Laat ik beginnen met te zeggen dat het voor hem anders moet zijn geweest als voor ons, die wonen in een huis.

Barend heeft na zijn trouwen, besloten te gaan trekken met de woonwagen. De woonwagen zou zijn huis zijn geweest, hij woonde daar maar toch weer elke keer ergens anders. Maar was zijn woonwagen ook zijn thuis?  Als je niet gewenst en gemeden wordt door ons mensen die in huizen wonen, en ons te goed voelen om enige medeleven te tonen. Heb je dan een thuis?  

Het is niet zo makkelijk om zomaar te zeggen waar Barend en Hillegien gewoond hebben. Ze trokken rond met hun wagen en stonden niet op een vaste plek, dus staan ze ook niet ingeschreven in het bevolkingsregister.
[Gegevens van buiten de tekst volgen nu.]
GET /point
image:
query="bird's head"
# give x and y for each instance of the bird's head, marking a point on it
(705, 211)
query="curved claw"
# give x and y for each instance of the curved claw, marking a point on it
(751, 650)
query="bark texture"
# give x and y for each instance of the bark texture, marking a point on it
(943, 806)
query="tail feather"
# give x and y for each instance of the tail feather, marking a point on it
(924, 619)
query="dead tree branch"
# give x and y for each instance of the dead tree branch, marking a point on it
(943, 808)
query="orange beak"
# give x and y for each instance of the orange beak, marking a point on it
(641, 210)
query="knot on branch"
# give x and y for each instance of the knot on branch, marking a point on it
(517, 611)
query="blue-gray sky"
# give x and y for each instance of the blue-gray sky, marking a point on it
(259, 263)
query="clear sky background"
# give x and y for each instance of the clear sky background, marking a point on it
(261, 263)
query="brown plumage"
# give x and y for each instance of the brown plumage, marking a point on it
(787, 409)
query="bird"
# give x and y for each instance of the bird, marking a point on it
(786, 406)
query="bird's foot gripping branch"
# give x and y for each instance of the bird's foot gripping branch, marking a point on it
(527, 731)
Ik heb mij gehouden aan het bevolkingsregister. Wel zou je kunnen aannemen dat hun vaste staanplaats met de wagen aan de Eemnesserweg in Laren was. Naar mijn mening zagen ze dit kamp als hun thuisbasis om dat het elke keer terugkomt in de vonnissen en in het politieblad. En de verklaring uit het vonnis van Hillegien uit 1905 dat ze woonachtig waren in het woonwagenkamp aan de Waldorpstraat in Den-Haag, zegt dat ze toen verhuisden van de standplaats in Laren naar een standplaats in Den-Haag. 

 

In het bevolkingsregister in Amsterdam kom ik Barend tegen, samen het Hillegien Jacomina, Maria, Sophia, Johanna Magdalena(oma) en Jacoba. Het is 7 januari 1897 en hij komt uit Den-Haag en vertrekt 24 februari 1899 naar weer naar Laren (N.H) Opmerkelijk  is dat de kinderen hier nog bij het gezin zijn. Ook Maria is ingeschreven bij haar ouders.

Dit kan niets anders betekenen dan dat hij ook een woonwagen heeft want Jacoba wordt  30-4-98 geboren in Laren. In een woonwagen.
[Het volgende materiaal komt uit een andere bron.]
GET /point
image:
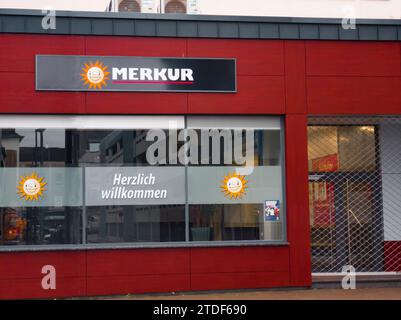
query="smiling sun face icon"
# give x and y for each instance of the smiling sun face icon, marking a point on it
(95, 75)
(31, 187)
(234, 186)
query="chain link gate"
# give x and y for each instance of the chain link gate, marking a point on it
(355, 193)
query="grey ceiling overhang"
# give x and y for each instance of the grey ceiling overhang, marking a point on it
(197, 26)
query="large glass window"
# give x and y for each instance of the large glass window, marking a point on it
(140, 179)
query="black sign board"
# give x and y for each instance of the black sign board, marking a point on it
(101, 73)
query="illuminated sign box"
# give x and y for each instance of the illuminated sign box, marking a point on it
(100, 73)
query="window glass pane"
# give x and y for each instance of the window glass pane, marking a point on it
(342, 148)
(236, 192)
(40, 189)
(136, 179)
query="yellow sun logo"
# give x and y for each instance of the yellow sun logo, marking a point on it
(95, 75)
(234, 185)
(31, 187)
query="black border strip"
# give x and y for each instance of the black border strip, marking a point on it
(198, 26)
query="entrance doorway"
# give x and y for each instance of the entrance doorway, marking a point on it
(354, 193)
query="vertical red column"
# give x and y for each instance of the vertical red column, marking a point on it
(298, 229)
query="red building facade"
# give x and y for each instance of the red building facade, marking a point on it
(289, 78)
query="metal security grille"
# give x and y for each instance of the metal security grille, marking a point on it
(355, 193)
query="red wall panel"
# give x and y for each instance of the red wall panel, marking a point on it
(137, 284)
(392, 255)
(354, 95)
(21, 277)
(18, 95)
(239, 259)
(242, 280)
(297, 195)
(274, 77)
(17, 52)
(256, 95)
(137, 262)
(135, 46)
(254, 57)
(295, 80)
(353, 58)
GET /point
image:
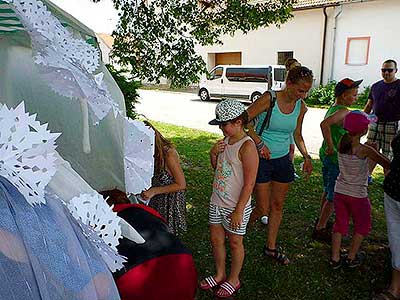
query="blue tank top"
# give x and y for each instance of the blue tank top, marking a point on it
(279, 135)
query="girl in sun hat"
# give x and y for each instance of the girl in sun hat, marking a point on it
(235, 161)
(351, 194)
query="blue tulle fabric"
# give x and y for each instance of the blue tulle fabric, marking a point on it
(44, 255)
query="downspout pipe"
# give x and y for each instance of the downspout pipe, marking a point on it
(321, 77)
(334, 41)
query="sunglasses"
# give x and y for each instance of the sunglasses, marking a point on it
(390, 70)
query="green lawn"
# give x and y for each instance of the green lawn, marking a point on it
(309, 275)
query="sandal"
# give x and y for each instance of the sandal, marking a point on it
(385, 295)
(227, 290)
(276, 255)
(208, 283)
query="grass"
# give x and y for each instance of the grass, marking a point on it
(309, 275)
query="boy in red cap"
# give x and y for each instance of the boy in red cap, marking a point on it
(351, 189)
(346, 92)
Het is duidelijk dat ik het nog niet helemaal snap.  

 

Volgens een trouwakte uit 1913, weet ik dat hij woonachtig is in Den-Haag.

  

Op 2 november 1914 is hij terug in Amsterdam en woont in een keet staande op de ring Mauritskade 4de keet.

 

Op 26 januari 1915 trek hij in bij zijn dochter Sophia en haar man aan de Heemsterhuisstraat 188 in Den-Haag. Na iets meer dan een maand, op 2 maart 1915, vertrekt hij naar de Snoekstraat 5a in Den-Haag.

 

7 december 1915 is hij terug in Amsterdam. Hij verblijft daar in een logement aan de Land van Beloftensteeg 15. Dit is in de wijk die men Duvelshoek noemt, hier zijn veel logementen.

Als u hier klikt komt u op een pagina die verteld over de Duvelshoek. 

Hij verblijft 5 maanden in dit logement en vertrekt 8 mei 1916 weer naar de Snoekstraat 5a in Den-Haag.

 

Na ongeveer 7 maanden, op 25 januari 1917, verhuist hij weer. Dit maal naar de Zuilingstraat 71 in Den-Haag.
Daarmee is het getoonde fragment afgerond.